Perhaps the worst thing a business or agency can do during a severe downturn is to pull back on marketing activity, even if writing the checks is exceptionally painful. The reason is something known as the ’sales cycle’. Salespeople know what this is: the average time it takes to close a sale from prospecting to a check in the mailbox. For a lot of products and services this can be quite a long process and it lengthens as money gets tight.

However, as money gets more accessible, sales cycles get shorter because there is pent-up need. This brings us to the marketing quandary. If you stop or curtail marketing activity, you cripple your ability to bounce back when the economy gets better. Your customers don’t stop thinking about buying, they just hold off until they can afford it. If you stop marketing and participating in the conversation you won’t be on their radar when they’re ready. Your sales cycle starts with marketing.

So what does this have to do with social media? Everything. Social media participation is extremely cost effective, especially if you target intent, in other words, those conversations that are fine-tuned to your product or service. Any number of keyword tracking services, including ours, can help you find that intent.

There is another compelling reason to dive headfirst into social media: Timing. We are at that proverbial tipping point where a group of ideas, tools and smart people converge and the world changes. Waiting until the economy turns upwards to embrace social media means you’ll be far behind the curve. We saw it with the belated advertising agency reaction to search marketing. They didn’t embrace this new model and a whole new style of marketing agencies took the business out from under them. This, in my view, is taking place right now with social media.

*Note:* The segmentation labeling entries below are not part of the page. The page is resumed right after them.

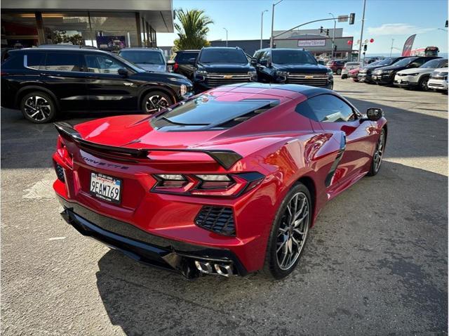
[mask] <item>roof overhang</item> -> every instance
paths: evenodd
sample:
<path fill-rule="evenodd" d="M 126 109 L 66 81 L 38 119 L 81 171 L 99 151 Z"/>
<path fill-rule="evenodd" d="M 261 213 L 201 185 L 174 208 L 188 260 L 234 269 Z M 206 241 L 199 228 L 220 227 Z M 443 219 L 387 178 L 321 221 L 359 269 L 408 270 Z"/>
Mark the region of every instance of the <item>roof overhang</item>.
<path fill-rule="evenodd" d="M 3 0 L 2 11 L 138 12 L 157 32 L 173 32 L 172 0 Z"/>

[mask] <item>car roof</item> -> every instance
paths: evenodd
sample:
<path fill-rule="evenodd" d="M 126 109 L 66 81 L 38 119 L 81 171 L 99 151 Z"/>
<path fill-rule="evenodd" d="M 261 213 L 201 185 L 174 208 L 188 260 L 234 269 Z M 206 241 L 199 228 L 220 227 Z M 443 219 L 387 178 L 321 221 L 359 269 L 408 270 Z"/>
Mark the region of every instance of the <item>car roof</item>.
<path fill-rule="evenodd" d="M 125 50 L 136 50 L 136 51 L 156 51 L 161 53 L 162 51 L 159 48 L 149 48 L 147 46 L 133 46 L 129 48 L 123 48 L 120 49 L 120 51 L 123 51 Z M 120 52 L 119 51 L 119 52 Z"/>
<path fill-rule="evenodd" d="M 8 51 L 8 52 L 10 53 L 43 53 L 45 51 L 51 51 L 52 53 L 60 53 L 62 51 L 69 51 L 70 53 L 102 53 L 106 55 L 111 55 L 110 52 L 103 50 L 91 49 L 90 48 L 67 48 L 62 46 L 60 48 L 23 48 L 22 49 L 14 49 Z"/>
<path fill-rule="evenodd" d="M 229 88 L 229 91 L 234 89 L 235 88 L 251 89 L 264 89 L 263 93 L 270 94 L 274 93 L 274 91 L 278 90 L 284 90 L 296 93 L 300 93 L 305 96 L 307 98 L 311 98 L 314 96 L 317 96 L 321 93 L 335 93 L 332 90 L 329 90 L 325 88 L 309 86 L 307 85 L 299 85 L 299 84 L 264 84 L 264 83 L 239 83 L 229 85 L 224 85 L 220 86 L 220 91 L 224 91 L 224 88 Z M 262 94 L 263 94 L 262 93 Z"/>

Are you on the brand-owner side but not successfully selling social media participation to upper management? It’s time to go guerilla. Start monitoring with free services like ours, tracking Twitter keywords, blogging product mentions, etc. Become a power-user and you’ll eventually get your chance to make your case. Chances are that when the realization sets in among those managers that your brand is being discussed, there will be a ‘why aren’t we doing this moment?’ And you can say, ‘actually we have been’.

It’s not just the listening side. Start building knowledge around platforms for social media interaction. Things like Ning, Yammer, WordPress. They’re free and you can learn them quickly. Again, when times get better you’ll have a jump on your competition.